Today most of the U.S. military uses the 9 mm Parabellum cartridge, but the effectiveness of the .45 ACP cartridge has ensured its continued popularity with large caliber sport shooters. Many US Special forces and police units still use this round in the form of modified 1911A1s and Heckler & Koch's SOCOM MK23s and USP Tacticals.
Because all standard .45 ACP rounds fired from handguns or short barreled "submachine" guns are inherently subsonic, it is one of the most powerful pistol calibers available for use in suppressed weapons since subsonic rounds are quieter than supersonic rounds. The latter inevitably produce a highly compressed shockwave, audible as a loud "crack", literally a small sonic boom, while they travel through the air. Suppressors reduce the audible "report" by slowing and channeling the high speed gas generated by the burning/expanding gunpowder before it exits the muzzle resulting in a muffled "cough". Suppressors of course can't act on a supersonic shockwave generated by the bullet breaking the 1100ft/sec sound barrier as this happens after it exits the barrel.
Several manufacturers market preloaded .45 ACP rounds in sizes ranging from 117 to 230 (90 in the case of Le mas RBCD) grains (8 to 15 g), with the most popular commercial load being the standard military loading of a 230-grain (15g) FMJ bullet at around 850ft/s (260m/s). Specialty rounds are available in weights under 100 grains (6.5g) and over 260 grains (16.8g); popular rounds among reloaders and target shooters include 185- and 230-grain (12 and 15g) bullets. Hollow-point rounds intended for maximum effectiveness against live targets are designed to expand upon impact with soft tissue, increasing the size of the permanent cavity left by the bullet as it passes through the target.
Most ammunition manufacturers also market what are termed "+P" loadings in pistol ammunition, including the .45 ACP. This means the cartridge is loaded to a higher maximum pressure level than SAAMI standard, generating higher velocity and more muzzle energy. This is a common practice for updating older cartridges to match the better quality of materials and workmanship in modern firearms.
The terminology is generally given as ".45 ACP +P", and appears on the headstamp. It is important to note that +P cartridges are dimensionally identical to standard-pressure cartridges and will chamber and fire in all firearms designed for the standard-pressure loadings. +P loadings should not be used in firearms not specifically designed for them as they are harder on the gun and may cause damage and injuries.
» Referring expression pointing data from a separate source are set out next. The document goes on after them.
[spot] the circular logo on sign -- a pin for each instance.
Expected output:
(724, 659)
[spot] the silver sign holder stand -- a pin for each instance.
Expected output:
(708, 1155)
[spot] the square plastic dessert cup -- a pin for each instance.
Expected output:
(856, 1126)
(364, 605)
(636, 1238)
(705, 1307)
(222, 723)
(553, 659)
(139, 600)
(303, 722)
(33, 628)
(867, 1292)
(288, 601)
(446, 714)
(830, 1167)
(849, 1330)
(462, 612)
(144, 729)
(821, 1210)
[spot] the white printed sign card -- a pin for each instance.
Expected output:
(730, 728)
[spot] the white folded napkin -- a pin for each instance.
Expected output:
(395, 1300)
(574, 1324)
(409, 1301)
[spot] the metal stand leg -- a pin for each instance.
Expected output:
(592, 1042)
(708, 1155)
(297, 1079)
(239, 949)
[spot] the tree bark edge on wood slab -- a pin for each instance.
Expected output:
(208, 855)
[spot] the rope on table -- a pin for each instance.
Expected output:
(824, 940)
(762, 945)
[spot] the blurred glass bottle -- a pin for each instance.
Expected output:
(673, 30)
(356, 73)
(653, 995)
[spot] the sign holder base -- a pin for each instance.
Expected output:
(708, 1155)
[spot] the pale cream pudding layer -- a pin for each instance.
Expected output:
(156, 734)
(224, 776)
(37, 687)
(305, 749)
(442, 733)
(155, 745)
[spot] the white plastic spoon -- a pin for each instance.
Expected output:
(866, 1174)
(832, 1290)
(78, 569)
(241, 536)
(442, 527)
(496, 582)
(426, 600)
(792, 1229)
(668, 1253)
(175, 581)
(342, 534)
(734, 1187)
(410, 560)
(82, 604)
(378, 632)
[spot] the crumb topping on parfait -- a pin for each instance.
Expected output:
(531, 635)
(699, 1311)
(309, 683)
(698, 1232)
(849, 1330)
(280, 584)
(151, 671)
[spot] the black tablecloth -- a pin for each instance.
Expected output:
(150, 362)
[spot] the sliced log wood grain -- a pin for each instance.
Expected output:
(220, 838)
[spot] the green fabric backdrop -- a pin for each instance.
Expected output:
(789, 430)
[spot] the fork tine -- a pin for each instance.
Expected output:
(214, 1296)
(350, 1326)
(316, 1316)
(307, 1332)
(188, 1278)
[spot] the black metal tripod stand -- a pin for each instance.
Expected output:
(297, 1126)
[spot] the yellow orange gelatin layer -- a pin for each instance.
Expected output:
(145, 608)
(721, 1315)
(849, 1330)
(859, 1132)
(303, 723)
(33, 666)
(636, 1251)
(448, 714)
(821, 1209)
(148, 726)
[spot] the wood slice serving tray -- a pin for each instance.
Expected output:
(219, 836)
It should also be noted that the use of +P ammunition in otherwise justifiable shootings has proven to be the source of increased legal liability in the United States. For this reason, it is increasingly not recommended for use amongst some firearms experts and attorneys specializing in such cases.
- 1899/1900 self-loading pistols test: Colt M1900 of .38 caliber entered
- 1904 Thompson-LaGarde Tests: Caliber of new handgun should be at least .45
- 1906-1907 handgun trials: Colt enters with .45 ACP design
- 1910 final tests: Colt design out-performs Savage
- On March 29, 1911 the Colt design is officially adopted- and with it .45 ACP.